The Italian Job is a quintessential part of British film history and, above all, my favourite film of all time. Peter Collinson directed a charming, witty film that is considered iconic for many of its elements — the soundtrack composed by Quincy Jones being the most underrated element of them all.

Despite the wonderful soundtrack, the original master present on the film is far from being considered hi-fi; it’s washed out and lost to the mastering. Of course, the film was released in 1969. The mastering techniques of the era have not survived the test of time. Thankfully, this event addressed that issue and provided fans of the Self-preservation Society with the optimal audiovisual experience.

Due to the screen being placed far from the audience to allow the orchestra to take centre stage, I wouldn’t advise the experience for first-time viewers of the film — the event is clearly aimed at aficionados of the Mini Cooper heist flick.

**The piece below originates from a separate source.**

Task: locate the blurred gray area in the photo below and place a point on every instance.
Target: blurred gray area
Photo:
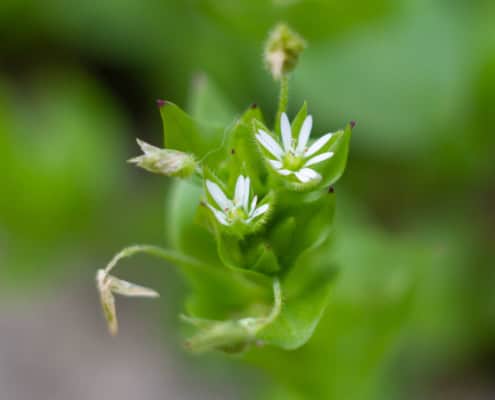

The one-time event was held at the gorgeous Bridgewater Hall, which stands separated from its foundation by springs to ensure that the acoustics remain undisturbed by any tremor produced in the outside world. An unfortunate observation I made as the orchestra stepped onto the stage was that the venue was filled to half its capacity of 1,600 people. If I am to make an educated guess, I believe the high price of the tickets are to blame.

Having watched The Italian Job on countless occasions, at times I closed my eyes to let the music fill my ears as the film’s dialogue played in synchronicity with it. To my amusement, Michael Caine’s iconic delivery of the line “You’re only supposed to blow the bloody doors off!” was met with cheers and raucous applause from the audience of all ages — of course I joined in, how could I not!

Despite the relatively small audience, the experience was fantastic in every way. Seeing your favourite film on the big screen, AND with a live orchestra is just as brilliant as it sounds. I might have just found my new guilty pleasure.




Editor’s note: The venue capacity has been corrected to reflect the actual number of seats at the event.